It’s amazing how often you hear the words “I’d love to….”. But you know that person will never do the thing they’d love to do, even though there’s absolutely nothing stopping them.
I most commonly hear it in relation to my playing Roller Derby. When I tell people I play they’ve either never heard of it, or they become immediately animated. They’ve seen Whip It, they went to see a game once, they’d LOVE to give it a go, but……
And there’s always a but. They’re too old, they can’t skate, they’re really clumsy, they’re really unfit, they’re not very aggressive. And you know that person will never get out there and try it, but they’ll always wish they had.
I’ve been playing Roller Derby now for over 4 years. When I started I was in my early 30s. I ran, but not very fast, and I certainly wasn’t a gym bunny. I hadn’t been on a pair of roller skates since I was about 8 years old, and even then what I mostly did on them was roll down hill. 10 years previously in my early 20s I owned a pair of rollerblades which I used twice to skate awkwardly up and down the sea front, till I realised that the south coast wasn’t California and it kind of sucked. I don’t know where they are now.
I once threw my back out walking up stairs, and when I was little my Mum & Dad wouldn’t take me ice skating because I couldn’t be trusted not to fall over my own feet.
So yeah, I have all those excuses too.
So what’s the real reason those people never take up Roller Derby?
Most likely?
Fear.
Specifically fear of failure.
It doesn’t have to be Roller Derby. It could be learning to knit, it could be going back to college and getting your degree, or it could be entering a 10k run.
Whenever we start something new, or commit to something, we make ourselves vulnerable. All the times we say “I’d love to….”, and never do, we leave the door open. We can dream that if only we were younger, richer, fitter or less clumsy we would totally be AWESOME AT THE THING. But we don’t have to find out that we’re not. We don’t have to commit to the work it takes to achieve something, and we never have to give it up because we discover it’s not for us.
Sometimes it’s easier not to try, than to try and fail.
But if you never try, you never learn anything. You never take those first steps and discover anything new about yourself.
Starting Roller Derby was a huge learning curve for me. I’ve quit lots of things that I wasn’t any good at immediately (there’s a reason I can’t drive!). Roller Derby taught me I wasn’t as mentally tough as I thought I was, that actually I was a big baby, afraid to fail and never trying. It taught me that actually I COULD, if I tried, and tried, and tried. It taught me that the key to success is failing.

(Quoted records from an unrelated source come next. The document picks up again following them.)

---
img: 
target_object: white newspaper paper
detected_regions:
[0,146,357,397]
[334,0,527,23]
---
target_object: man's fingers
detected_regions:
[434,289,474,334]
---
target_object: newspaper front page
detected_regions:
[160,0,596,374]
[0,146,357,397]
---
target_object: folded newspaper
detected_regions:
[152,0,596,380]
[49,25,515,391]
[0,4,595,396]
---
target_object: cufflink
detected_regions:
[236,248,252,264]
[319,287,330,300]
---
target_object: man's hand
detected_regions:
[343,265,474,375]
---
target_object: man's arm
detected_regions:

It also taught me that I have strengths. That reliability and consistency are valuable and you don’t always have to be the star to make a difference. It taught me that I could be mentally tough, but that I needed to work on it, and it taught me to keep trying and that success felt even better after hard work.
If I hadn’t stepped up, got over the fear that I’d look a bit stupid, and gone to that first session, I wouldn’t be the same person now.
Fear is a funny thing. We’re conditioned to avoid situations that make us afraid. Fight or Flight is a real thing. It’s designed to help us stay alive, to fight for our lives, or run away and live to fight another day. But the fear of looking a bit silly? Well, lets face it, that doesn’t really serve any purpose at all.
All it does is hold you back.
Learning to knit or signing up for a 10k are far more likely to be experiences that change your life for the better than cause you harm (though knitting needles do look darn scary), but we let the fear that we might not be good at it, the fear that other people might think we’re silly for trying, stop us doing something that could change our lives forever.
Or it might not. You might sign up for that 10k, learn that actually you really hate running, especially long distances, decide not to bother and just go to the pub. Your life will continue along as it always has. Except now you know that running is NOT the sport for you, and maybe you’ll have a hilarious anecdote about that time you spent £20 signing up for a race and then went to the pub instead (you might have to work hard to make it a hilarious anecdote, but you can do it, a career as a stand up comedian might beckon. See, that 10k did change your life after all.)
Is there something that you would really love to try? Not something that you think you should do (I finally figured out I wasn’t learning to knit because I don’t want to, so ner.), but something that you would LOVE to do?
What is stopping you?
There’s valid reasons not to do stuff, money, things that happen on nights you already have commitments, actual physical and mental disabilities. But if we’ve excluded all of those, are you sure you’re just not scared to fail?
You’re probably not going to get less scared. So sometimes you just have to suck it up and do it anyway. The first time I went to the free weights section of the Gym on my own I lurked behind a pillar for 10 minutes waiting for a rack to become free because I was scared to ask how long the person using it would be. These days I just stride right up and say “How many sets do you have left?”, well, I do most days, and as long as they don’t look scary.
This Autumn, I dare you to pick something you’ve always wanted to do, and just go do it.